Homag Buys Stake in Maker of Radio Frequency Gluing Presses Used for CLT

News Release

Schopfloch, Germany – Homag Group is acquiring a majority interest in the Danish mechanical engineering company Kallesoe Machinery A/S. The investment helps Homag position itself as a leading technology supplier to a sector expected to grow rapidly: mass wood construction. 

Kallesoe Machinery Glulam

Kallesoe Glulam (above) and CLT presses (below) produce mass wood construction materials.

The market includes high-rise wood construction, with edifices reaching 14 stories and up. It also includes large-scale four- and five-story buildings sometimes filling a full city block. To support the weight of the structure both types eliminate steel or concrete, replacing it with massive wood panels and thick wooden pillars glued together on specialized presses. 
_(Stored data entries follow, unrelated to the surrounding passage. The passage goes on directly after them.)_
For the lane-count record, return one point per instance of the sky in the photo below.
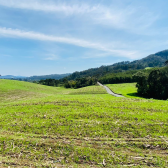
(39, 37)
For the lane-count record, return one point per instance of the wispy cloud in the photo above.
(47, 7)
(15, 33)
(51, 57)
(127, 17)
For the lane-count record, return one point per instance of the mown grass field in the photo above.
(45, 126)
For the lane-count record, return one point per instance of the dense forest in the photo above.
(153, 60)
(151, 82)
(154, 84)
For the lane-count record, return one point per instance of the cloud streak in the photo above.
(47, 7)
(16, 33)
(129, 18)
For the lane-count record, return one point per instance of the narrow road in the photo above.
(109, 91)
Kallesoe specializes in high-frequency presses for the production of board plywood – also known as cross laminated timber – which is used, among other things, for the construction of walls for timber houses. The 70-employee company was founded in 1969, generates a turnover of around €20 million ($24 million U.S.), and has installed around 500 presses worldwide. 

CLT Press

Kallesoe is one of the few suppliers of presses that use high-frequency radio waves to accelerate the curing of the adhesive. Wood processing plants are able to produce faster and more flexibly with this technology. At the same time, operating costs are reduced because the adhesive is cheaper than with alternative bonding processes.

Homag is acquiring 70% of Kallesoe Machinery A/S from the Christensen family, while the Kallesoe family will retain 30%. Homag put the purchase price as somewhere under €15 million ($18 million U.S.).
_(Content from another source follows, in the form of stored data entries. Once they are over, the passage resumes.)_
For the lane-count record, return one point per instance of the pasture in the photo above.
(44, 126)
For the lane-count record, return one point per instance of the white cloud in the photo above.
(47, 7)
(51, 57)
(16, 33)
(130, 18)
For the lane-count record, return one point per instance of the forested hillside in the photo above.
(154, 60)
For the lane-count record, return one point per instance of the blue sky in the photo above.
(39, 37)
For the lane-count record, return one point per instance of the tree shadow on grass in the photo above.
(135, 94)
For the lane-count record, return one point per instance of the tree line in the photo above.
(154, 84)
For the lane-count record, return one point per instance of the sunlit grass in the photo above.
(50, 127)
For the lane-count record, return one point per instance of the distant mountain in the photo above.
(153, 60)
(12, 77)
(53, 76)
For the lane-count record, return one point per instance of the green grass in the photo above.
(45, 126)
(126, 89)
“It was important for us to find a competent investor for Kallesoe, who will lead the business into a successful future. We are confident that Homag is exactly the right partner for this,” says Otto Christensen, who had previously held the majority stake. “We look forward to working with Homag to expand our position in the growth market of solid wood construction,” said Bruno Kallesoe, chief sales officer of Kallesoe Machinery A/S.

“As a system supplier, we want to offer as many technologies for timber construction as possible from a single source,” said Ralf W. Dieter, CEO of Homag Group AG. “Due to the boom in the timber house market, the production of building elements is becoming increasingly industrialized and automated. Homag is the right partner for that. We are developing the solid wood business into a second pillar alongside our activities with the furniture industry.”
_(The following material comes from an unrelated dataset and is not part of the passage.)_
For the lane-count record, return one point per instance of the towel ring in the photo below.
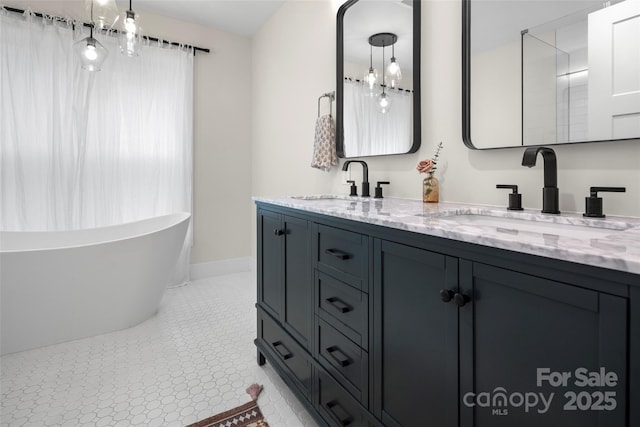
(332, 97)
As a result of the acquisition, Homag says its product range covers 70% of the process chain in the production of glued laminated timber elements. Homag pooled all activities in the solid wood sector into its Solid Wood Processing business unit. A central role is played by its subsidiary Weinmann, which offers production facilities for timber construction and manufactured housing.

The mechanical engineering company System TM, which was acquired in 2020, is also based in Denmark and offers systems for the sorting, optimizing and finger-jointing of solid wood boards. Kallesoe has already cooperated with System TM on several projects in the past. In the U.S., Stiles Machinery operates as is a member of the Homag Group Stiles offers Hundegger large-scale CNCs for fabricating the massive CLT panels and carries the Weinmann lines of assembly systems used in pre-fabricated and factory home-building. 

Homag says it understands the rapidly growing market for sustainable timber houses, noting more builders around the world are choosing wood as a building material since it is a fast-growing resource that sequesters  CO². Building with timber is climate-friendly, and according to experts, a wood house binds about 80,000 kg (about 88 tons) of CO². Timber has very good insulating properties, and the use of wood components speeds the construction of houses. In terms of fire protection, modern timber houses are almost comparable to reinforced concrete constructions. Building heights of 100 meters are also possible with wood. In the U.S., the world’s tallest wood building, 25 stories, is now under construction in Milwaukee.